Clinical and research implications
While not a primary objective of our study, we demonstrated that a very low percentage of patients were initiated or referred to start OAT, which occurred only in patients who presented with opioid withdrawal. There were no instances where a patient presented in opioid toxicity requiring naloxone and then subsequently was referred to an addiction medicine physician to initiate OAT. It is unclear in this study whether this is due to emergency physicians not discussing OAT with patients or to patients declining a referral. These interactions with the healthcare system are a crucial opportunity to see if they would like to be referred to an addiction medicine specialist or initiate OAT. Hu et al. looked at the rate of OAT initiation within seven days of an ED visit for opioid toxicity between 2013 and 2020 for patients with opioid use disorder who were not admitted [16]. They studied over 20,000 visits and found that OAT was initiated within seven days 4.1% of the time.
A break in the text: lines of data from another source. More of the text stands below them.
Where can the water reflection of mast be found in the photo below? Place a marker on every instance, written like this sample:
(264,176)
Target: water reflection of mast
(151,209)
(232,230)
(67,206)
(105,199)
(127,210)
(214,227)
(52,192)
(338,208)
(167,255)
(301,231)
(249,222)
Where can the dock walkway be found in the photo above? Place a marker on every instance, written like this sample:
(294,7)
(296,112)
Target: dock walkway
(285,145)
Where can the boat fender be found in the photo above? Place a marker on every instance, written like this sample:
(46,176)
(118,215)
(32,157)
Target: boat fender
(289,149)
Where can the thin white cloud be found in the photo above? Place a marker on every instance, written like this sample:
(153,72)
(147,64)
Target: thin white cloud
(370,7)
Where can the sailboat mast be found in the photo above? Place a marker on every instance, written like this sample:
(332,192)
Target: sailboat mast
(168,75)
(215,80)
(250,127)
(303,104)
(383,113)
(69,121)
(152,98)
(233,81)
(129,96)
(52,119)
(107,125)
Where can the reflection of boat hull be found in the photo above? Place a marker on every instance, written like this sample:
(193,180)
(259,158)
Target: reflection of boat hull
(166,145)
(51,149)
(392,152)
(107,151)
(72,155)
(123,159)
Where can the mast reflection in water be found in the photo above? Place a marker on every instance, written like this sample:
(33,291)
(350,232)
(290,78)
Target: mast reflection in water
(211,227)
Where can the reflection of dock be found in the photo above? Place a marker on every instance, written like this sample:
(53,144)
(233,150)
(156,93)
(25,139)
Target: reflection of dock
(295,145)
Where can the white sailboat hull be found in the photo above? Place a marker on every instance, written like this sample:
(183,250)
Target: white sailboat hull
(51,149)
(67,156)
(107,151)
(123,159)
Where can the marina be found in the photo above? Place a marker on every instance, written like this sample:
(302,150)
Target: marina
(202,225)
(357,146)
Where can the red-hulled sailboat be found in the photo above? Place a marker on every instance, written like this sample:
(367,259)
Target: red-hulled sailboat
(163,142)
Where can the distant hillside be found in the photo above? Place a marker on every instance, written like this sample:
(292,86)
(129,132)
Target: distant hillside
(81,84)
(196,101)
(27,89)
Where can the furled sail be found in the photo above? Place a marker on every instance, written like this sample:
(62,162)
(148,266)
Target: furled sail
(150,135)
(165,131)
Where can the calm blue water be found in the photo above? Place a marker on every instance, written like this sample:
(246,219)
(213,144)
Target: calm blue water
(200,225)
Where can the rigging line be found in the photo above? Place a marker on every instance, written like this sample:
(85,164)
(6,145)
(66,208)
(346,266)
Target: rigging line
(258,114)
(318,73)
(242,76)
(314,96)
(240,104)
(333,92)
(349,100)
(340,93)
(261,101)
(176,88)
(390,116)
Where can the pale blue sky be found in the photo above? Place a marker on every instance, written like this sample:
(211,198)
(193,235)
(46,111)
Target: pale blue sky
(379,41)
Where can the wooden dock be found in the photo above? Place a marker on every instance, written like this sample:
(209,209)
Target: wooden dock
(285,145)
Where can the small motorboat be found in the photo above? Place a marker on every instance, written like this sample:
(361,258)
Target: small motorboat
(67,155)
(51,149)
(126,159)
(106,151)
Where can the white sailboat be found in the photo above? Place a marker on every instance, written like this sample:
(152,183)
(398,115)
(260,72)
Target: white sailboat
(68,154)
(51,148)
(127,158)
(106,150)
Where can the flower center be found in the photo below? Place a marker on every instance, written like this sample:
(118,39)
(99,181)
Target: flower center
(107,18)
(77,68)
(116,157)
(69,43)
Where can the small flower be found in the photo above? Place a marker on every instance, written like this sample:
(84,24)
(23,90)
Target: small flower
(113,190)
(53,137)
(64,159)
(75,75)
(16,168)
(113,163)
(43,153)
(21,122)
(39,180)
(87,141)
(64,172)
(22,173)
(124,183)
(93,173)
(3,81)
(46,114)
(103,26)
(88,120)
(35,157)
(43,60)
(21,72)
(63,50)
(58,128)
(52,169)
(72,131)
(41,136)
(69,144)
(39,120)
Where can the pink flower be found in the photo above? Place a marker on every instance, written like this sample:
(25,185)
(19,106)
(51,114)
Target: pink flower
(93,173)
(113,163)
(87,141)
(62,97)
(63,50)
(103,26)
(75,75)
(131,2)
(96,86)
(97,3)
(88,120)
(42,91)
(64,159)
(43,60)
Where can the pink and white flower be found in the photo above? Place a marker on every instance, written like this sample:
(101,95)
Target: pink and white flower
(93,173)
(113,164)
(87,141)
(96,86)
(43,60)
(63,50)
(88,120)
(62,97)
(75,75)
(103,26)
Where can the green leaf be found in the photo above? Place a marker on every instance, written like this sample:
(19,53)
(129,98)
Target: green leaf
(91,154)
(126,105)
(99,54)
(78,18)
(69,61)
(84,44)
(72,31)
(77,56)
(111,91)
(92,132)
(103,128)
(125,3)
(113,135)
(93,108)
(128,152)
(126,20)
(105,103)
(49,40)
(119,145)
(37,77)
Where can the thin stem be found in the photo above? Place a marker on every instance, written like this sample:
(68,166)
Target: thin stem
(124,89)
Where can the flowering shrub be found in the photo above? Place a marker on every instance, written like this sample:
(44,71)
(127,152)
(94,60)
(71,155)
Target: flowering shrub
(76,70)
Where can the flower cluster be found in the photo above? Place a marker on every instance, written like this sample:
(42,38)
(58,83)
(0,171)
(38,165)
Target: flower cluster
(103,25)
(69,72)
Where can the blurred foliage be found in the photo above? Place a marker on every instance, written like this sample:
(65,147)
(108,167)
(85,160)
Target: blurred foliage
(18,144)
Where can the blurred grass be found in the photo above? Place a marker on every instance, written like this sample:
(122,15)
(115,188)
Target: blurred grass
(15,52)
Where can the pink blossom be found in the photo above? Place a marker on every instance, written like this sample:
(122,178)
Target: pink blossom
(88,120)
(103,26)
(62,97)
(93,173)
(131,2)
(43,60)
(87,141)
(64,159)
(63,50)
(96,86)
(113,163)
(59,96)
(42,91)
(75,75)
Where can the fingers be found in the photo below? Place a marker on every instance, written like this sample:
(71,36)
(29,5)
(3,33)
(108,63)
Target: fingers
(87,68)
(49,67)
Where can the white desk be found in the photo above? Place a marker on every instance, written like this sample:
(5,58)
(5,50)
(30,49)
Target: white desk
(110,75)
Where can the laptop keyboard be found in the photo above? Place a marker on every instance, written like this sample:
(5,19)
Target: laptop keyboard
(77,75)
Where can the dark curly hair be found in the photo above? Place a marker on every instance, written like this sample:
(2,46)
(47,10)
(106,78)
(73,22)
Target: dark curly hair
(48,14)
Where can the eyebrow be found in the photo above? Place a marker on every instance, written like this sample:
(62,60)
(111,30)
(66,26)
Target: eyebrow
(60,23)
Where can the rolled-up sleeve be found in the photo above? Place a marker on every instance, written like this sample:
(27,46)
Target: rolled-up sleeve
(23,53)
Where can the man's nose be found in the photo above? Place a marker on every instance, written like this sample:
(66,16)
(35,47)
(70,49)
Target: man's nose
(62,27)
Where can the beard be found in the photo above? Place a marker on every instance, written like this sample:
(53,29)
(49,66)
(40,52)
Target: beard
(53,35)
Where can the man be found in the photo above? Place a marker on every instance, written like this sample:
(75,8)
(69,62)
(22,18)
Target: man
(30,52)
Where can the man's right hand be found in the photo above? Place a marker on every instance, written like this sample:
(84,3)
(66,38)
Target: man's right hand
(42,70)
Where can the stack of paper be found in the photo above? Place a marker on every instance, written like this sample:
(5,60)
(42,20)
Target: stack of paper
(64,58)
Although the initiation rate was low, these findings underscore the importance of emergency physicians routinely discussing OAT with patients following opioid toxicity.
Limitations
A limitation of this study is the small sample size. With only 33 patients, we lacked adequate power to detect statistical significance in comparing outcomes between those who received a single dose of naloxone and those who received multiple doses. Although this study lacks power, it does identify the frequency at which opioid toxicity is being managed successfully prior to arrival in the ED and the naloxone administration patterns among EMS providers. Another limitation in this study is that the patients were selected solely based on discharge diagnostic code, meaning some patients who also presented with opioid toxicity with different diagnostic codes would be missed. This results in selection bias because emergency physicians are probably more likely to use the discharge diagnostic code “poison narcotics” if they had a positive response to naloxone. For example, this study likely misses a cohort of patients with opioid toxicity who present to the ED in cardiac arrest or with a hypoxic brain injury from opioid toxicity. These patients would have a higher rate of ICU admission and mortality and could have different discharge diagnostic codes.
Conclusions
Opioid toxicity continues to be a growing concern across Canada. It is becoming more challenging to treat, given the increased prevalence of synthetic opioid use and the high rates of polysubstance use. In this study, most opioid toxicity cases were successfully reversed prior to the ED arrival, with a substantial proportion managed by bystanders and first responders. These findings underscore the critical role of community access to naloxone and public education. Despite frequent ED contact following reversal, initiation of or referral for OAT was rare, highlighting a missed opportunity to engage patients in evidence-based treatment at a high-risk moment. Interventions to integrate addiction care pathways into post-reversal ED care are needed.